Its also not particularly hard to season before you freeze if your gonna go to the trouble of freezing things properly to begin with (as they direct in the video).
They point out that the thawed steak had a thicker gray band, but how would that have compared to a fresh steak? For completeness, they should have made a fresh steak- call it the control- refrigerated or dry aged as long as it took to freeze/thaw the other steaks.
Alton’s rec is a common one. Basically the salt draws out moisture, dissolves, then the liquid gets drawn back into the meat (along with the salt). As I remember it this takes at least 45 minutes for the typical steak. If your not going to properly rest the steak after salting that moisture is still on the surface (and thus not in the steak). That makes the steak drier to begin with, and makes it harder to sear. Leading to overcooked or drier meat.
Like with a lot of things I think the advice originates in restaurants. Your cooking the same steaks, the same way, on the same heat source, many times a day for many days. That lets you do a lot of things that don’t work in other circumstance. Like judge temperature by feel. But there are also things that just don’t work. There’s no way you could preseason and rest each steak to order. Noone’s waiting 2 hours for a steak, and you can’t predict when a steak will be ordered to do it before hand. Its also prohibitively difficult (a lot of the time, mostly due to space) to preseason all your steaks before service. So noone does it. You’re not taught to do it, it isn’t mentioned. But in all those millions of steaks getting cooked by the pros people notice that the steaks you season right before cooking are better than the ones that get seasoned and sit for 1,2,5, or 10 minutes. So you don’t ever do that. You’re taught not to do that. And honestly in a restaurant setting that’s for the best.

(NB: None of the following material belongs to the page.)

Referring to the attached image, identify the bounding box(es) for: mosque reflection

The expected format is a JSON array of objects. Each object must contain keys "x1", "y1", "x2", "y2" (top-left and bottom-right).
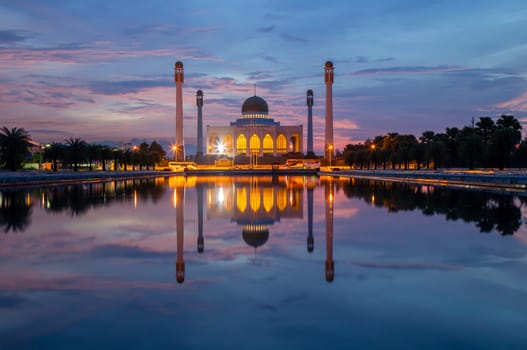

But then it becomes received wisdom. You’ve got the pros, writers, journalists (and Alton) telling the guys at home to never season a steak until just before it hits the heat (or sometimes till after its cooked). Its good advice if your not going to spend the time to preseason, but otherwise it makes no sense outside of context. Just like you can’t tell when a steak is done by poking the palm of your hand unless you already know what that particular steak feels like at medium rare, and are cooking enough steaks regularly enough to know that intuitively.